Credit: IMB di Zurigo

Gli scienziati sono stati in grado di differenziare, per la prima volta, i legami chimici nelle molecole individuali, utilizzando una tecnica nota come microscopia a forza atomica senza contatto. I risultati spingono ad utilizzare atomi e molecole su scala più piccola e potrebbero essere importanti per lo studio dei dispositivi di grafene, che sono attualmente in fase di studio per l’industria e il mondo accademico per le applicazioni a banda larga, tra cui la comunicazione wireless e i display elettronici. “Abbiamo trovato due meccanismi di contrasto differenti per distinguere le obbligazioni. Il primo si basa su piccole differenze nella forza misurata al di sopra delle stesse. Ci aspettavamo questo tipo di contrasto, ma è stata una sfida poterle risolvere“, ha detto lo scienziato Leo Gross dell’IBM di Zurigo. Le molecole immortalate sono del gruppo del fullerene e degli idrocarburi policiclici aromatici (IPA), zeppi di anelli di atomi di carbonio, che somigliano a piccoli fiocchi di grafene. Gli IPA sono stati sintetizzati dal Centro de Investigación en Química Biolóxica e Materiais Moleculares (CIQUS) presso l’Università di Santiago de Compostela, e dal Centre National de la Recherche Scientifique(CNRS) di Tolosa. I legami tra i singoli atomi di carbonio in tali molecole differiscono leggermente nella loro lunghezza e nella forza. Queste differenze sono previste dal concetto di ordine di legame. Tutta la chimica importante, l’elettronica e le proprietà ottiche di tali molecole sono legate alle differenze delle obbligazioni nei sistemi poliaromatici. Ora, per la prima volta, queste differenze sono state rilevate sia per le singole molecole che per i legami. Per raggiungere questo obiettivo, gli scienziati hanno utilizzato un microscopio di ultimissima generazione a forza atomica (AFM) che termina con una singola molecola di monossido di carbonio, rivelando dettagli sino ad un centesimo del diametro di un atomo.

Credit: IMB di Zurigo

Per confermare i risultati sperimentali e ottenere una visione più completa dell’esatta natura dei meccanismi di contrasto, il team ha eseguito dei calcoli preliminari della teoria del funzionale della densità, calcolando l’inclinazione della molecola.

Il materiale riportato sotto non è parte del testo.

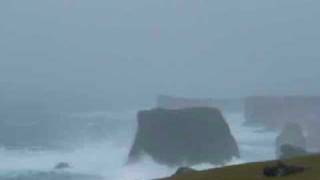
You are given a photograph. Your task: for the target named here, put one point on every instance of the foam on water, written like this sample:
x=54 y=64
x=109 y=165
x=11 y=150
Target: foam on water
x=108 y=158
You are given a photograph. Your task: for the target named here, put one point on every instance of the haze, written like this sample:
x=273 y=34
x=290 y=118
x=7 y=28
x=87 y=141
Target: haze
x=125 y=52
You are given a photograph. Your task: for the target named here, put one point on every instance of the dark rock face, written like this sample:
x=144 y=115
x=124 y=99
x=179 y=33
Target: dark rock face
x=274 y=112
x=289 y=151
x=170 y=102
x=291 y=134
x=184 y=137
x=282 y=169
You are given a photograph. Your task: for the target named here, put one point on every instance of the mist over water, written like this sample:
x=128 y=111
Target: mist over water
x=108 y=158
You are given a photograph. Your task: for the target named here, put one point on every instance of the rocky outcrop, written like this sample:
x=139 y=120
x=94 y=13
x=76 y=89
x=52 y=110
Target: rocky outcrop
x=171 y=102
x=282 y=169
x=274 y=112
x=292 y=134
x=289 y=151
x=183 y=170
x=184 y=137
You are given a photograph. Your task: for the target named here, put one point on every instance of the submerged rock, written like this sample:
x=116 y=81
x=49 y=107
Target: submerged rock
x=293 y=139
x=184 y=137
x=62 y=165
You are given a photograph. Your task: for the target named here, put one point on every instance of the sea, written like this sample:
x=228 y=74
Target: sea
x=106 y=159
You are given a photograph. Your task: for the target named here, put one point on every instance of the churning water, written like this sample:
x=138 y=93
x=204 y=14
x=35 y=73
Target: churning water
x=107 y=159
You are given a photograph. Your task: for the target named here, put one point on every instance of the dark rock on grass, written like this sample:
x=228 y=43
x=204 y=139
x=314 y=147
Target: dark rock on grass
x=290 y=151
x=184 y=137
x=282 y=169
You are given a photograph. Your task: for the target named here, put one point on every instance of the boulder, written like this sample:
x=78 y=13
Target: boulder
x=183 y=170
x=289 y=151
x=282 y=169
x=183 y=137
x=62 y=166
x=290 y=136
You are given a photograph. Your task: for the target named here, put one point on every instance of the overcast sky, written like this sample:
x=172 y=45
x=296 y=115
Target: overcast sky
x=140 y=48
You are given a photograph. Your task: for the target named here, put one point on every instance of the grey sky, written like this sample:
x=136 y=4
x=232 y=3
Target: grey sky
x=134 y=49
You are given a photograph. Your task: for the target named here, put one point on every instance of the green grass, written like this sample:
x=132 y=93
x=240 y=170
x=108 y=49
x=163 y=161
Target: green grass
x=253 y=171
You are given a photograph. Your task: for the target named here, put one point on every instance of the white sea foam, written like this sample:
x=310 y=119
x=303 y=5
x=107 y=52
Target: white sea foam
x=108 y=158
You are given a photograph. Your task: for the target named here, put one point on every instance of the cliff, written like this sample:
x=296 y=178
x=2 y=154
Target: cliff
x=184 y=137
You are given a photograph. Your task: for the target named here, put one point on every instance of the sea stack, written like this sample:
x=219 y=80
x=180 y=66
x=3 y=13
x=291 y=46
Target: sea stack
x=184 y=137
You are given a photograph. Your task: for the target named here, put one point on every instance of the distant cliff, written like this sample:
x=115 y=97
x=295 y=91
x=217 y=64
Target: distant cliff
x=274 y=112
x=184 y=137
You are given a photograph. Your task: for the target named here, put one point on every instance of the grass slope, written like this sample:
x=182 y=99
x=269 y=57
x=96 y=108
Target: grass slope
x=253 y=171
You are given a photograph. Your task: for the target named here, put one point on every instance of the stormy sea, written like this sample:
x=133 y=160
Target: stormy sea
x=106 y=158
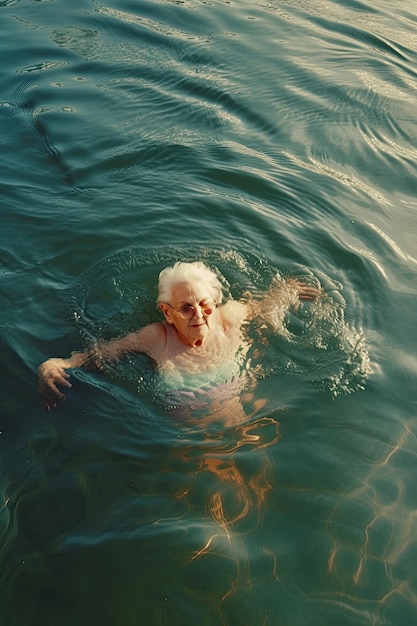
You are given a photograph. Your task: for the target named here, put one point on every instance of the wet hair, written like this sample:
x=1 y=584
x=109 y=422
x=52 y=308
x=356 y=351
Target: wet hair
x=187 y=273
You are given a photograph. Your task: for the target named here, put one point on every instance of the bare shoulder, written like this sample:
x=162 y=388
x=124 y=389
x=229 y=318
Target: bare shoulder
x=150 y=339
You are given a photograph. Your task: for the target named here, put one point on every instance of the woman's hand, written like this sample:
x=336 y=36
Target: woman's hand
x=51 y=374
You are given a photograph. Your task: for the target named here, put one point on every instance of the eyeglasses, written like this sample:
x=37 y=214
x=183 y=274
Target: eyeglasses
x=187 y=311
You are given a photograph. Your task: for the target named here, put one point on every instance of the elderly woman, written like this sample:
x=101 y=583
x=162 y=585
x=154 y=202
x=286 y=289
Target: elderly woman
x=199 y=349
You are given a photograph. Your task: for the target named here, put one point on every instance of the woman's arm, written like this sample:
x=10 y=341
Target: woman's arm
x=53 y=372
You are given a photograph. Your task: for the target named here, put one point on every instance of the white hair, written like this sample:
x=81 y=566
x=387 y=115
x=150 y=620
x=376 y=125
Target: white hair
x=187 y=273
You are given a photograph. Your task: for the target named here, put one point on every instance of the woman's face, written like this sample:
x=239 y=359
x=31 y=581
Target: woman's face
x=192 y=331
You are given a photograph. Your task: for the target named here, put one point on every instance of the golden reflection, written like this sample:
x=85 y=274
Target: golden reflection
x=383 y=533
x=232 y=497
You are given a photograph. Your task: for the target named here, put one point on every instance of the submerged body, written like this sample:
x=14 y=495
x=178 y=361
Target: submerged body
x=199 y=350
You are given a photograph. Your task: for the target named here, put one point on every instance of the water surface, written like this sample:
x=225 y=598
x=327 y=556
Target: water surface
x=261 y=137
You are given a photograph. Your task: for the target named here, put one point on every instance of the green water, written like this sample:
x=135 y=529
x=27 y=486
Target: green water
x=261 y=137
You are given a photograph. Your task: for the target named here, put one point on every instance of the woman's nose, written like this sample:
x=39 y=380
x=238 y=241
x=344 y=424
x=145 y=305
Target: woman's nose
x=198 y=311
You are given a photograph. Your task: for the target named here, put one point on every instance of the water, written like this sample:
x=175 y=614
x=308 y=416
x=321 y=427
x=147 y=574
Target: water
x=261 y=137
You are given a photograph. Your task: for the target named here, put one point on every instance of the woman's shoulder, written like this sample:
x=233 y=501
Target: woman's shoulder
x=151 y=339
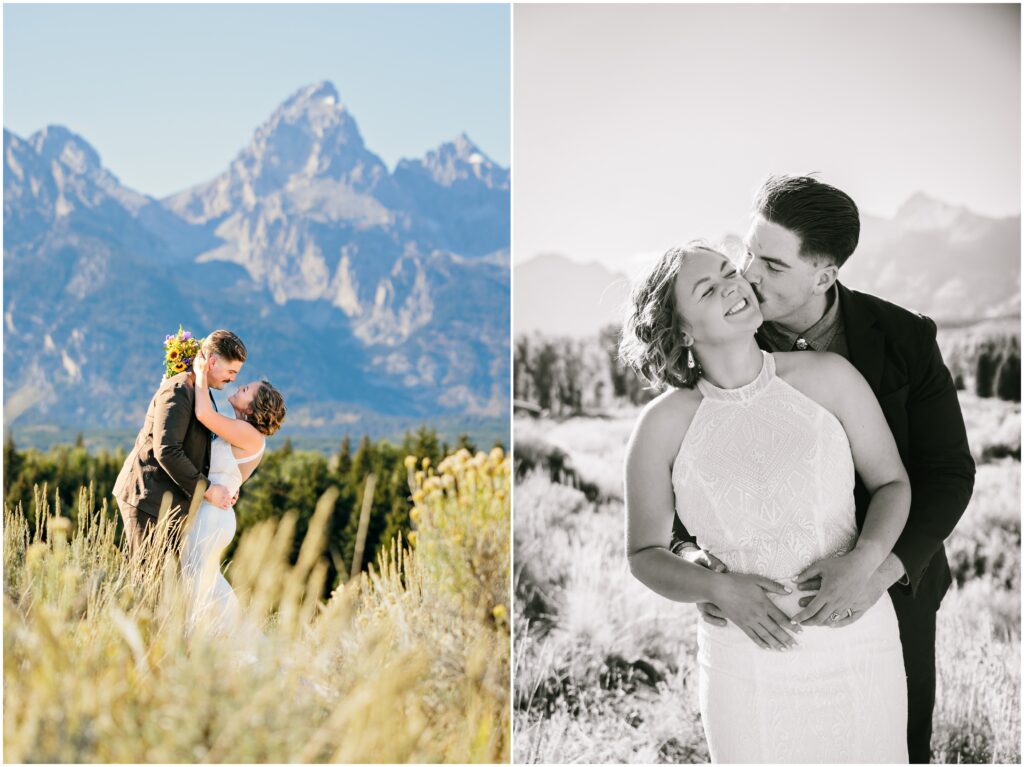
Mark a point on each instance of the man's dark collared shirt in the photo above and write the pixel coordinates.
(828, 334)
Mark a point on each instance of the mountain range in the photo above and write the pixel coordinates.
(374, 299)
(942, 260)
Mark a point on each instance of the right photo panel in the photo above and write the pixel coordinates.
(767, 427)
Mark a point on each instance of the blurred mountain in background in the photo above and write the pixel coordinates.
(942, 260)
(374, 299)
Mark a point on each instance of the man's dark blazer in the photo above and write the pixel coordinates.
(895, 350)
(171, 453)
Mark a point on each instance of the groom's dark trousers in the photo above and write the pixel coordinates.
(895, 350)
(170, 458)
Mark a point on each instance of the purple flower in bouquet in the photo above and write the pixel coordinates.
(181, 349)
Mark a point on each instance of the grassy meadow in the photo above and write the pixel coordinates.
(605, 670)
(407, 663)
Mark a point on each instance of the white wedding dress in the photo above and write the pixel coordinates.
(764, 479)
(213, 606)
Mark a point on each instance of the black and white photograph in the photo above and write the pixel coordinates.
(766, 383)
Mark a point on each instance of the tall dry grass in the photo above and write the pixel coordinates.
(398, 666)
(605, 669)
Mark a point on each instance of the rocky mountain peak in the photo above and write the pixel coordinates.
(922, 212)
(458, 161)
(73, 152)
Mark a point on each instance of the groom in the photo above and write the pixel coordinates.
(172, 451)
(802, 232)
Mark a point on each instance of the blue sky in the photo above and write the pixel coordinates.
(168, 94)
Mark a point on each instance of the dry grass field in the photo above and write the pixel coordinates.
(409, 663)
(604, 669)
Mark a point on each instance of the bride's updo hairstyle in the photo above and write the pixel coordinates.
(651, 339)
(267, 410)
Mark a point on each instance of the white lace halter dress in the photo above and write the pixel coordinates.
(212, 603)
(764, 479)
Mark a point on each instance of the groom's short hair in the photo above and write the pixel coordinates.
(226, 345)
(824, 218)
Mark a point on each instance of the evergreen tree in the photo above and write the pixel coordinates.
(985, 374)
(1008, 378)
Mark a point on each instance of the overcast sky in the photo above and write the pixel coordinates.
(168, 94)
(640, 127)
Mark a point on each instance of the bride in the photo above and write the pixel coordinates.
(237, 450)
(756, 453)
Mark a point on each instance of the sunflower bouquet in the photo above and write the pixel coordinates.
(179, 351)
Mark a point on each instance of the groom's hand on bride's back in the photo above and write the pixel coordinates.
(219, 496)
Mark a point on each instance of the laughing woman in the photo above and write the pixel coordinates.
(757, 453)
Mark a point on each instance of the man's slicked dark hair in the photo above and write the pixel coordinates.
(226, 345)
(824, 218)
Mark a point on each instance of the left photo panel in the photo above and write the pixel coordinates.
(256, 383)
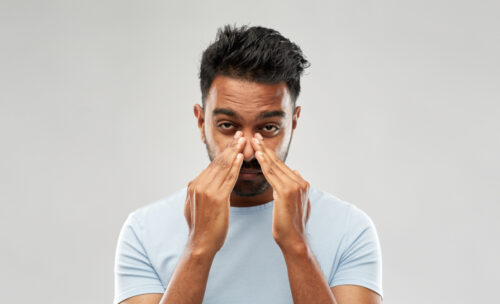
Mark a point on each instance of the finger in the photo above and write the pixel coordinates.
(273, 174)
(231, 177)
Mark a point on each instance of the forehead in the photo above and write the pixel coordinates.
(247, 98)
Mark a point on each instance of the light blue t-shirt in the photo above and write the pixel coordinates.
(250, 267)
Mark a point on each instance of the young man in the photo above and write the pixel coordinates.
(248, 229)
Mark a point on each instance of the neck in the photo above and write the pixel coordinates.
(249, 201)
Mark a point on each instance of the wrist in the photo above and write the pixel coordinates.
(298, 247)
(198, 250)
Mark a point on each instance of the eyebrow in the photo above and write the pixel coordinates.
(261, 115)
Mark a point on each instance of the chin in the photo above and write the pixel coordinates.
(247, 188)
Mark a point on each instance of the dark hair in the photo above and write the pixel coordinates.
(254, 53)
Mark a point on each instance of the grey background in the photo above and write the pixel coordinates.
(400, 117)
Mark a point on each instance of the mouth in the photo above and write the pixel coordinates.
(249, 173)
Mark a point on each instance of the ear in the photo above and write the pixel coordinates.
(296, 115)
(200, 117)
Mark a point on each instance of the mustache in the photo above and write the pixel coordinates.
(253, 164)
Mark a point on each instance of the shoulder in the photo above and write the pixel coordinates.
(326, 207)
(166, 211)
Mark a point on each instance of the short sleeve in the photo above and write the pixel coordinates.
(361, 260)
(134, 274)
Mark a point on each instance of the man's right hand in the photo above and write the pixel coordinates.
(207, 200)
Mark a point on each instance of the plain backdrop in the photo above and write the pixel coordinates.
(400, 117)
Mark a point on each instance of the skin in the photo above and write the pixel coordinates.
(238, 139)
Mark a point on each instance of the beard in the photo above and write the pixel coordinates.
(250, 187)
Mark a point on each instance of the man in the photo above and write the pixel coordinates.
(248, 229)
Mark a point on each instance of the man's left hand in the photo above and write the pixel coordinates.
(291, 197)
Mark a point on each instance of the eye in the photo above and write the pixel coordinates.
(271, 128)
(225, 126)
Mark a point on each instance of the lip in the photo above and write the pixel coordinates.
(249, 174)
(250, 171)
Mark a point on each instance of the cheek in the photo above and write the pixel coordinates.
(216, 141)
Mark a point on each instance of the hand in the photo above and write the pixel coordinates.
(207, 200)
(291, 197)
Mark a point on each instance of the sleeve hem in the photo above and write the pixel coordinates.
(362, 283)
(137, 291)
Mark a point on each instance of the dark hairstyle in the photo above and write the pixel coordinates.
(253, 53)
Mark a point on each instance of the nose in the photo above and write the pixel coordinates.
(248, 152)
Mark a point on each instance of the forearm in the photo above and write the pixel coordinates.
(188, 283)
(307, 281)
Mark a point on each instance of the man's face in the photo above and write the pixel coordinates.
(235, 104)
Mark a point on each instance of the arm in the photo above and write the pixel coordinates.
(290, 214)
(308, 284)
(207, 215)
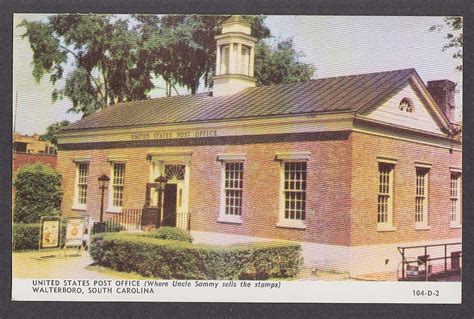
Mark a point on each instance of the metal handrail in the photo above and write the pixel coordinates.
(401, 250)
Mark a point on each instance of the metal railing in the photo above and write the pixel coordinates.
(180, 220)
(410, 272)
(131, 220)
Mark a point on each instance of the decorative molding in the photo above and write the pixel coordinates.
(231, 157)
(296, 156)
(183, 156)
(423, 164)
(224, 140)
(117, 159)
(82, 159)
(386, 159)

Per questo il laboratorio è isolato da ogni perturbazione meccanica e il campione è mantenuto a -268°C, vicinissima allo zero assoluto, una temperatura tale che ogni attività molecolare e anche atomica è rallentata al massimo. Questa ricerca è stata finanziata nel quadro di diversi progetti europei, tra cui ARTIST, Erodoto e CEMAS. Gli scienziati stanno cercando di “vedere” e manipolare gli atomi e le molecole al fine di ampliare la conoscenza umana e spingere i confini della capacità di produzione. L’IBM di Zurigo è stato un pioniere nel campo delle nanoscienze e delle nanotecnologie, sin da quando ha sviluppato il microscopio a scansione a effetto tunnel (STM) nel 1981, considerato lo strumento che ha aperto la porta al mondo delle nanotecnologie. Per questa invenzione, che consentì le prime immagini singole di atomi e in seguito di manipolarli, Binnig e Rohrer furono insigniti del Premio Nobel per la Fisica nel 1986. Un nuovo impianto per la ricerca di livello mondiale in collaborazione su scala nanometrica, la Binnig e Rohrer Nanotechnology Center è stato inaugurato l’anno scorso nel campus di IBM Research – Zurigo. Il Centro fa parte di una partnership strategica nel campo delle nanotecnologie con il Politecnico di Zurigo, una delle università primarie in questo settore. L’immagine si è meritata la copertina del numero del 14 Settembre dell’autorevole rivista Science.